For the Romans, engineers needed to spend some time under the bridge they built…The English went further and had the families of the engineers spend time with them under the bridge after it was built. To me, every opinion maker needs to have “skin in the game” in the event of harm caused by reliance on his information or opinion (Antifragile, 381).

For me, the danger of not growing in our ability to communicate with each other (Ephesians) or of not spending time under the bridges we build with our language (Antifragile) is the loss of our ability to find and meet on common ground for the well being of our Church, community, nation, and world.

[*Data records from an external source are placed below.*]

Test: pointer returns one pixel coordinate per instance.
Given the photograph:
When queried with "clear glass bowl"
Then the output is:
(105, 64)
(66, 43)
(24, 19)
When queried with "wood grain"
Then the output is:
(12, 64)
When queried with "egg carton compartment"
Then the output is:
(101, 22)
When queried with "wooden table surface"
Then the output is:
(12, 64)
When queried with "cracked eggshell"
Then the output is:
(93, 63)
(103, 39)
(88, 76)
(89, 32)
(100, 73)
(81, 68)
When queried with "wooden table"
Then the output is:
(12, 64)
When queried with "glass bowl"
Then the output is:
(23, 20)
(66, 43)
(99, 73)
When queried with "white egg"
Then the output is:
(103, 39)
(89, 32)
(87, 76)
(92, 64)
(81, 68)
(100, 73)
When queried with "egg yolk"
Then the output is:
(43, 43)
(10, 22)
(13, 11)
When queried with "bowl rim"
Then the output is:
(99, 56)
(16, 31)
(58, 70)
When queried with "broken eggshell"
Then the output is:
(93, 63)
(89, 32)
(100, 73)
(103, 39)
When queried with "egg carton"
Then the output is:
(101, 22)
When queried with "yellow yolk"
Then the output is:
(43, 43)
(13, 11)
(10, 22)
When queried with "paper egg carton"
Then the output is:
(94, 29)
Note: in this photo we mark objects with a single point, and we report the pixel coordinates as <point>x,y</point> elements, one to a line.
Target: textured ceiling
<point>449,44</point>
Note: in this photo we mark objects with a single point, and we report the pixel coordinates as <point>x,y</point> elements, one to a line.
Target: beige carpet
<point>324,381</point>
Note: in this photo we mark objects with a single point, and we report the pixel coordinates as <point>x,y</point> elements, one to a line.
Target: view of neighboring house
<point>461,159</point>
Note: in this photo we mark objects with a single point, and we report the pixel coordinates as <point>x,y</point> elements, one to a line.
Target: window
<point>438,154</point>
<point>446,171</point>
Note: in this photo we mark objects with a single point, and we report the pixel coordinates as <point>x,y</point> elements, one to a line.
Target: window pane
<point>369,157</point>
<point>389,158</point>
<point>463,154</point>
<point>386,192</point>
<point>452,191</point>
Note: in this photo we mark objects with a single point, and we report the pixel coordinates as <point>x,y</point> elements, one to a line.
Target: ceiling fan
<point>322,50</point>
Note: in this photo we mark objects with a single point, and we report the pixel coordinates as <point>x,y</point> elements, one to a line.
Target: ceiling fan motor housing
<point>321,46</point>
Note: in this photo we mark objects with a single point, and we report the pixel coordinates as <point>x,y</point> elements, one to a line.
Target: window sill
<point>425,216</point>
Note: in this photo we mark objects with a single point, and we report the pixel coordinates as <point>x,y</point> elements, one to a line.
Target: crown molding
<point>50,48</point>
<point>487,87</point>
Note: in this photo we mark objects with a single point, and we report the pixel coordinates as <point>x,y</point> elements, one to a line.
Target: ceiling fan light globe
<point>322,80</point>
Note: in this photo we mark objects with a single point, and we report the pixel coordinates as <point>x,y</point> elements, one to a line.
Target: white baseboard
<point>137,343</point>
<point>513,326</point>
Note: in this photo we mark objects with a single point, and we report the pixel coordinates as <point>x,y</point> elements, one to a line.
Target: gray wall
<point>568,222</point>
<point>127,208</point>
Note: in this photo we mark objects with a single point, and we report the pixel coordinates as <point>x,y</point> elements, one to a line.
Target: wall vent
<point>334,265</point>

In our Wesleyan tradition, we practice Christian conferencing. According to Rev. Steve Manskar, “Christian conference is the method of Methodism…People were formed and grew in holiness of life. (They) learned the means of grace and were given the accountability and support for making those practices a part of life.” Inspiring worship, vibrant small groups, and service-oriented projects are the evidence of Christian conferencing.

The experience of an accepting and sustaining community for spiritual growth is part of our DNA as the Church and as disciples of Jesus Christ. It is tough to keep finding God’s ways in the world. I believe we eventually find that we need each other to deal with the things that toss and blow us about. We need help to answer questions about what kinds of conversations we want to have and how committed we are to having them in good faith.

As a congregation, we have put our intention in writing: We envision to grow a loving community while we gather, connect, learn, and serve.

So, let’s keep building that loving community as we answer and ask important questions, and thank God for the strength we find to do so.